第19話 15歳の執事とデートする

 思えば…ヨニーとデートもしてないうちにヨニーを誘惑して処女を捧げるなんてよく考えたら展開が早過ぎて不審に思われるかも。

 昼間私がどんなにヨニーが好きかをアピールして夜になったら処女捧げようと決めた。


 コソコソとヨニーと私は侯爵邸を抜け出して街へ向かった。


「旦那様にバレたら叱られるのでは?」


「夕方までに戻るわよ。お父様のプレゼントでもこっそり買いに行ったとか言っておけばいいわ。適当にステッキでも後で買いにいきましょう」

 とヨニーの腕にくっ付くとビクっとするヨニー。思い出したように


「お嬢様…あの…さっきの…」

 と赤くなり言うヨニーに私は頰にキスする。


「!!!?」

 ヨニーはまた混乱する。


「私が本当に好きなのはヨニーなの。本当に王子のことなんとも思ってないし早く婚約破棄されたいと思ってるわ!」


「ええ?あんなに王子に恋していたの演技だったと?」


「そうなのよ!!演技!お父様や屋敷の者を誤魔化して密かにヨニーに想いを寄せていたんだから!信じてよ!


 それに入学前にデートくらいしておきたかったし」

 とヨニーに言うと照れながらも俯く。


 そこでグウとお腹が鳴り屋台でヨニーがご飯を買ってきてくれた。庶民のご飯!

 あっさり目のスープと果物と丸パンを近くの椅子に腰掛けて食べ始める。


 ヨニーも食べ口元にパンクズがついていたので指で取ってあげるとヨニーは更に緊張してしまった。


「うふふ、楽しいわねヨニー!」


「は、はいっ…楽しいと言うか僕には夢みたいですけど…お嬢様とこんな二人でお出かけなんて…ほ、本当に夢ならどうしよう」

 とヨニーはつねったりしていた。


 私はにこりと微笑むとヨニーの手を握り額にキスする。


「夢じゃ無いわよ…忘れないで」

 と言い、ヨニーと楽しく街を回る。楽しげな音楽も聞こえる。その間ずっと手を繋ぎ離さなかった。


 ピエロが踊りジャグリングをしながら手品のように花を出す。まぁ魔法の花だろうけど。
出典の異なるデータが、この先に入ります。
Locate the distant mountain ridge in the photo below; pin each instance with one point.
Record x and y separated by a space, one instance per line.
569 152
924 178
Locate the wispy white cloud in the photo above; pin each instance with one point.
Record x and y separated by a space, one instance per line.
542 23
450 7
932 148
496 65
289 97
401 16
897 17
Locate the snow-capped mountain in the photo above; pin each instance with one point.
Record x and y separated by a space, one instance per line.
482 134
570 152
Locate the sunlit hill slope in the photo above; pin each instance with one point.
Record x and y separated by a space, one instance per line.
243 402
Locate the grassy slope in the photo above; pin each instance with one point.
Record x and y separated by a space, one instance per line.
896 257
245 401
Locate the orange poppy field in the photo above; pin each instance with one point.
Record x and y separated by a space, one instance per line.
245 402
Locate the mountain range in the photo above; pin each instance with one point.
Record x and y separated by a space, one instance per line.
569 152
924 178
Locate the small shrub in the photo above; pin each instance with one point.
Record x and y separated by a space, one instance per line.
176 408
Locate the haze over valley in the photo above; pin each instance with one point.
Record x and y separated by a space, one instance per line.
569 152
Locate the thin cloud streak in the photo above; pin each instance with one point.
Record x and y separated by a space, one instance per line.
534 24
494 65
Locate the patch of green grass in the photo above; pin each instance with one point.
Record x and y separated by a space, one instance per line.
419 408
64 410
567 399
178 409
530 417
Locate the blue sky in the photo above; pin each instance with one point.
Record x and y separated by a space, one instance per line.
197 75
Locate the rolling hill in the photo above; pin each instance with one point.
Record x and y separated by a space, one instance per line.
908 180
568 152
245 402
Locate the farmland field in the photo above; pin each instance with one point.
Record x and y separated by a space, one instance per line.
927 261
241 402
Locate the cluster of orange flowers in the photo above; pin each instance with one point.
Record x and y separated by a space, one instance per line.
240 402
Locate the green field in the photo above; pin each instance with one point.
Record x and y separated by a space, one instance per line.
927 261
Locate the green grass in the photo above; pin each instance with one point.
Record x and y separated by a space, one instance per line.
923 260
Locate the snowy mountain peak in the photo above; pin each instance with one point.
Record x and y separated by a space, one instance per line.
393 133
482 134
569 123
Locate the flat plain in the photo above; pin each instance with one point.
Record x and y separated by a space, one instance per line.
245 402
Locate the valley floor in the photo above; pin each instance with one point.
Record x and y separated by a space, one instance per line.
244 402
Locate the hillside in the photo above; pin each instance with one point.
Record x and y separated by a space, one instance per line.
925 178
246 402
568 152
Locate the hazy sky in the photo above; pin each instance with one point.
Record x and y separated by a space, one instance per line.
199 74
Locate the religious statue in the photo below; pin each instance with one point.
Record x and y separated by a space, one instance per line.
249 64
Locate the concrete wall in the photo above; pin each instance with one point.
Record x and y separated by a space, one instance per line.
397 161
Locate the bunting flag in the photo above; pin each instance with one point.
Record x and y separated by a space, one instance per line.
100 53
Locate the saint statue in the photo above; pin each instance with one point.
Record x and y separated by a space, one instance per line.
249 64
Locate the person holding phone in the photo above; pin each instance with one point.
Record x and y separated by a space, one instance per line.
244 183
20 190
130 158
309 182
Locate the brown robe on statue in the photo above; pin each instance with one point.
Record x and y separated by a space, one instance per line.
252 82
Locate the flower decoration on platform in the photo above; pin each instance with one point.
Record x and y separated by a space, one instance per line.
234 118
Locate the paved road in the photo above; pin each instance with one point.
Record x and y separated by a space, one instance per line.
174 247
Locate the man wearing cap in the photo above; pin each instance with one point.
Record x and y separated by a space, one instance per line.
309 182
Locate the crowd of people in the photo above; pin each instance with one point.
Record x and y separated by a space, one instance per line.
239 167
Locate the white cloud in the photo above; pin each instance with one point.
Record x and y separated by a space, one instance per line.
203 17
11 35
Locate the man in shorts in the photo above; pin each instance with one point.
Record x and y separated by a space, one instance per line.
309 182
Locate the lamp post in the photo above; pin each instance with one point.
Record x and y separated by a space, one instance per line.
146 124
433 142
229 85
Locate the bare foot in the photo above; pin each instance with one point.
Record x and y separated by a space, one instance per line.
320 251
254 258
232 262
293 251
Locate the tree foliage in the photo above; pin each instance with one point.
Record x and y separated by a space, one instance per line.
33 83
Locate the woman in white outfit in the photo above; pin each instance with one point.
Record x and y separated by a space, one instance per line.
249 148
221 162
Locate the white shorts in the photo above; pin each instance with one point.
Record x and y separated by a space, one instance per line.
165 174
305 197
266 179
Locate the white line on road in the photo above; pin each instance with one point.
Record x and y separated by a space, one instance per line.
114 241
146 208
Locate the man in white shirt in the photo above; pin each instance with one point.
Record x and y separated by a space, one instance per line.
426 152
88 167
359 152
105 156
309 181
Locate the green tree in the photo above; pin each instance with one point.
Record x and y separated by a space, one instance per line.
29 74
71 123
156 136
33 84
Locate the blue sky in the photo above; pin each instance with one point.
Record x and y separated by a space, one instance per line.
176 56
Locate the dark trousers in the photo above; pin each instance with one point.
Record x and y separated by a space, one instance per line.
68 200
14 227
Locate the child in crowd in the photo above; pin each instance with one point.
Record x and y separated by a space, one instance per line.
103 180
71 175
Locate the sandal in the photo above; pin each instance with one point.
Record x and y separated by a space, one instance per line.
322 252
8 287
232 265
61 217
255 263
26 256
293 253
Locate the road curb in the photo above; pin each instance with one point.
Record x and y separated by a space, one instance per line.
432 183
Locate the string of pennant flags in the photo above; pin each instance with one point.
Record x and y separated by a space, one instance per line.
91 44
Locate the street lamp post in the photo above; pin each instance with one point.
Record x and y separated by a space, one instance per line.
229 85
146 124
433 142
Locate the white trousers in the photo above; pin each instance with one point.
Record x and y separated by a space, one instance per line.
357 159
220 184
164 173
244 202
 人混みは多く、賑やかになっていき、ドンと酔っ払いがぶつかる。


「いてーな!キィ付けろ!」

 とフラフラ歩く酔っ払いにヨニーが素早く魔法を放ち男が倒れた!!

 するとバラバラと財布がたくさん落ちてその中に私の物もあったので驚く!

 いつの間に!!


「きゃーっ!こいつスリだわ!!誰かきてえー!」

 と近くにいたおばさんが叫び出し、直ぐに憲兵がやってくるのが見えてヨニーは私の財布を拾い人混みを掻き分け走り逃げた。尋問され面倒になりたくないしね。繋いだ手首が熱い。


 ようやくはぁはぁと暗い路地で息を整えているとヨニーが壁に頭をつけ


「お嬢様…やはり街は危険ですから戻りましょう…」

 と言う。さっきの酔っ払いスリもいるし、怪しい薬を売りつけてくる輩もいて危険らしい。


「お嬢様の安全が第一ですので」

 確かに危険だけど…ヨニーなら守れると思うの。


「折角ヨニーとデートしてるのに…勿体ないわ。もう少しだけ…一緒にいたいわ…」

 とヨニーに近寄り抱きつく。

 ヨニーは石になったように真っ赤になり動かないので私は背伸びしてヨニーにキスしてみたらまたヨニーが驚き目を開く。


「ヨニーは私の事どう思ってるの?」


「あ、あの…僕は…!おおお嬢様を………お慕いしています……」

 と照れ隠しに目を逸らして言うのでこちらに顔を向けさせてもう一度言う。


「もう、ヨニーったら…私の目をちゃんと見て言ってよ!」

 と抗議するとヨニーが真っ赤にハクハクしつつも


「あの…お嬢様…やっぱりあの変…」

 どうも私の行動がいつもと違うことに気付いたヨニーが指摘する。不味い。頭のいいヨニーがいろいろ考えだす前に…。


「変じゃあないわよ…」

 とヨニーにちゅっちゅっとキスしていくとだんだんヨニーも応え始め深いものに変わった。


「ふ…はっ!おおお嬢様…あ…」

 とヨニーが私の背中を少し強めに抱きしめてくれた。


「お嬢様じゃなくてアンネットよ」

 と言うとヨニーがとろけ、


「ああ…アンネット…こんなこと…ダメなのに…でも…嬉しい…です」

 と絞り出すように言いキスをした。


 しばらくそうしていて一息ついて私達は一緒にまた街を周り楽しんだ。ヨニーも何も言わなくなり夢見心地でデートを楽しんだんだのだ。お父様のお土産も買って夕方になると屋敷にもどることにした。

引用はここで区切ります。